I mumbled something about Netflix. She nodded and we both laughed. We exchanged a few jokes and enlightened the male cashier about why so many women take their sweet time at Target in the evenings. It was a nice moment of connection.
But immediately after I walked away I thought about what I should have said when she asked me that question. Is the first year always hard? Yeah. But there are some other things that also don’t change.
When I first held my daughter I was sure that I was encountering divinity. She was perfect and she smelled like Holy. I felt humbled by my proximity to something so pure and full of light and I felt empowered at the same time. I had brought her here. I got to bear the burden and sacrifice on her behalf. I suffered to deliver her safely into the world and I got to be the person whose smell comforted her, whose voice she turned her head toward, whose face she would recognize first. It was too much; too good.
Four times now.
Every baby I’ve brought into the world has given me the tremendous gift of this awe. Sure, the first year is full of diapers, spit up, cluster feeding, inconsistent naps, hormonal shifts, and emotional breakdowns. It’s hard, that’s true. But the first year – and the years that follow – also bring first smiles and first words and first time he hides behind your leg because you are his safe place in a big world (and then the first time he goes into that world without you and you’re a little terrified and a lot proud). It brings a million unspeakable brushes with sacred, a thousand reasons daily to revel in beauty impossible to anticipate.
As I write this my fresh-to-the-world baby is molded to my chest in a peaceful rest that only those too young to be afraid can achieve and my oldest son has his arm around my stomach while he snores just slightly in an impromptu cuddle-nap.

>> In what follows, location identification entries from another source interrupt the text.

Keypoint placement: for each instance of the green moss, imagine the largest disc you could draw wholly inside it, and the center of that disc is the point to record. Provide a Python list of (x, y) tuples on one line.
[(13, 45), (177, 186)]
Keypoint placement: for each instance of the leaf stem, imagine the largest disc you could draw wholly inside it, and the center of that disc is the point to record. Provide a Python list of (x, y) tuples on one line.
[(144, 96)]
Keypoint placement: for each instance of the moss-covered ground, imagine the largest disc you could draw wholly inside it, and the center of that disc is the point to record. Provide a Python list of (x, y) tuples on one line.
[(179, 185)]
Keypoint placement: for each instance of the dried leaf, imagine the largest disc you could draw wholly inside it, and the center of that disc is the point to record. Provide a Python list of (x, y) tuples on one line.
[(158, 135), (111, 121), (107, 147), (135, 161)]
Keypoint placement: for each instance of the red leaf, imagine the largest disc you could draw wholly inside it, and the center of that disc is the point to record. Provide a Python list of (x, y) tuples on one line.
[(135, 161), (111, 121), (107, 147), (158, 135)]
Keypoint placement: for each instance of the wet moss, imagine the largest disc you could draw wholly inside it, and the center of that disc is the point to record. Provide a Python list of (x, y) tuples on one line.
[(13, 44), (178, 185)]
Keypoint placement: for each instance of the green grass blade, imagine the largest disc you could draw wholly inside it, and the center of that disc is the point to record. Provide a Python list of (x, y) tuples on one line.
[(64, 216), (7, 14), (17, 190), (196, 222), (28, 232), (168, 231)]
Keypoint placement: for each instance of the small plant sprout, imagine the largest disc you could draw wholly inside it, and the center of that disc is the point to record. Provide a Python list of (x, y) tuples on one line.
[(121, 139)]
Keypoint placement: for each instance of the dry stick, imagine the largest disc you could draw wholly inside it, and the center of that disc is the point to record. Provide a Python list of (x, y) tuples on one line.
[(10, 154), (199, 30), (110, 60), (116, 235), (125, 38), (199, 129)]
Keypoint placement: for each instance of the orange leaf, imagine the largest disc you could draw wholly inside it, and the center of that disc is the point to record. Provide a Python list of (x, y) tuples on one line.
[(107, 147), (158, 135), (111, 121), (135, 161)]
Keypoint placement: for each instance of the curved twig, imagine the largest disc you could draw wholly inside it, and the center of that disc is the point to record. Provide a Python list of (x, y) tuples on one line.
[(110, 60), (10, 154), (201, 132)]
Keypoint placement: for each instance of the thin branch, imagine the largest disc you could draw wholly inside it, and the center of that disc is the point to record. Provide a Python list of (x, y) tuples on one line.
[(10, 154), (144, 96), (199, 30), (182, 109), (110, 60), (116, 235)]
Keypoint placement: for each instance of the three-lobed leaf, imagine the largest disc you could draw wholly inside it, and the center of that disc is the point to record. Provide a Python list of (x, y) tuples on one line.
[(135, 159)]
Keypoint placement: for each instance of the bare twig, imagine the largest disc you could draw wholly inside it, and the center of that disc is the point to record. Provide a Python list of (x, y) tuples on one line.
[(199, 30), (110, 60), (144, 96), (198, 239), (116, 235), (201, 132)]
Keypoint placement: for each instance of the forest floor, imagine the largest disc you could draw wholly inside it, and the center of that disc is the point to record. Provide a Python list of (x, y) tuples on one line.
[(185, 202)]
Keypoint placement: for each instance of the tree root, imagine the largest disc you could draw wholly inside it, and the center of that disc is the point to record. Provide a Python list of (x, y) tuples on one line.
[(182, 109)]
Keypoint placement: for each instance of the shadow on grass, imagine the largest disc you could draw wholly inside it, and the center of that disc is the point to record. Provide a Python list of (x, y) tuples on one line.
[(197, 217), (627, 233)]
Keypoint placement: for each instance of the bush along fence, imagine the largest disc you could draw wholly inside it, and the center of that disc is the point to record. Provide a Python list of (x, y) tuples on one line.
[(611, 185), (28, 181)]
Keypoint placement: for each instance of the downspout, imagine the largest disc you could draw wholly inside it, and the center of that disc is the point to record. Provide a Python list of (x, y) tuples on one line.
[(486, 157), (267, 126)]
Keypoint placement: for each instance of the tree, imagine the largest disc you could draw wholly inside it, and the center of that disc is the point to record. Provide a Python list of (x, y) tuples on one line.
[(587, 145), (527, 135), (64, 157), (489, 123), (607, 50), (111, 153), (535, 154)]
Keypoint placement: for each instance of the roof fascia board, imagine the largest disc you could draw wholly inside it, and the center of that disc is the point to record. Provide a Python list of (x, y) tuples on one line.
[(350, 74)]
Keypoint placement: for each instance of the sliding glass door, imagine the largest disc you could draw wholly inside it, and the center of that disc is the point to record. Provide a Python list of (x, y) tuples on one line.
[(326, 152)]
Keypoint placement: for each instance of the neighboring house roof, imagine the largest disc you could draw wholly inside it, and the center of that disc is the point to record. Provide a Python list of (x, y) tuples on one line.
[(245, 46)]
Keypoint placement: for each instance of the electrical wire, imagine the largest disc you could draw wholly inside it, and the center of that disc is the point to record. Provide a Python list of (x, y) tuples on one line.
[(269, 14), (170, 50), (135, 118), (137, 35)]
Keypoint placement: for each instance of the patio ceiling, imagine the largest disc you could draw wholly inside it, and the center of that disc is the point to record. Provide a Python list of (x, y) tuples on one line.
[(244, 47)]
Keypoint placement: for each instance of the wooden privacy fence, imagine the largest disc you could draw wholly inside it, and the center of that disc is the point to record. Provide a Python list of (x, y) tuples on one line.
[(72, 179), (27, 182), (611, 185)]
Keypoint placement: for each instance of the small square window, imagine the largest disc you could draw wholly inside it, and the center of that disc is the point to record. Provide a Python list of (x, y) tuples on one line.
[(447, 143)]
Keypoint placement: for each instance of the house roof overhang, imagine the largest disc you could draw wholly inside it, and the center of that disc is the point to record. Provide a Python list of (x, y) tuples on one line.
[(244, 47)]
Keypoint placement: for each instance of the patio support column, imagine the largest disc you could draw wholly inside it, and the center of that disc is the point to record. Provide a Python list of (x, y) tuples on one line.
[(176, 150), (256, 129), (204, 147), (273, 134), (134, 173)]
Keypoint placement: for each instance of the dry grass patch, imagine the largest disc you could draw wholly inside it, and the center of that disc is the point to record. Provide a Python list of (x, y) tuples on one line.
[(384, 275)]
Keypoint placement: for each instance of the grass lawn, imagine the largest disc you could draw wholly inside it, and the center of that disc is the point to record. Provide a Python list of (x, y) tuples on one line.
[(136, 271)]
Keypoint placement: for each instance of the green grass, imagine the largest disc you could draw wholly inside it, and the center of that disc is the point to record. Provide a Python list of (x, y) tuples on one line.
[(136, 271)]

My children are safe and loved and they know it. What sort of cosmic mix up occurred to allow me to have so much in one moment?
I am often tired or cranky or wishing I could be alone. I shuffle around Target like a zombie when I get the chance to be there without kids. The demands on my energy, time, patience, budget are great and I feel it. But when I pay attention, along with the hard stuff is the Good Stuff – maybe even sometimes because of what challenges me. My moments are full.
I wish I had thought to include in my answer to this sweet stranger that it’s just as full the third (and fourth) time around; that it’s not just 20 years from now that makes this worth it. It’s right now, too. Sometimes I think about how much simpler things were when I had two kids, but the two more are just as much my heart as the first. I can’t wish for any reality but the one I have – with four kids in a tiny house and unplanned snuggles on the couch.
Maybe I’ll run into her again when some of the overwhelmed, grateful moms like me sneak away after bedtime and wander the aisles slow. Maybe I’ll get the chance to say more to her, but maybe she doesn’t need me to tell her that while it doesn’t get easier, it doesn’t get old, either.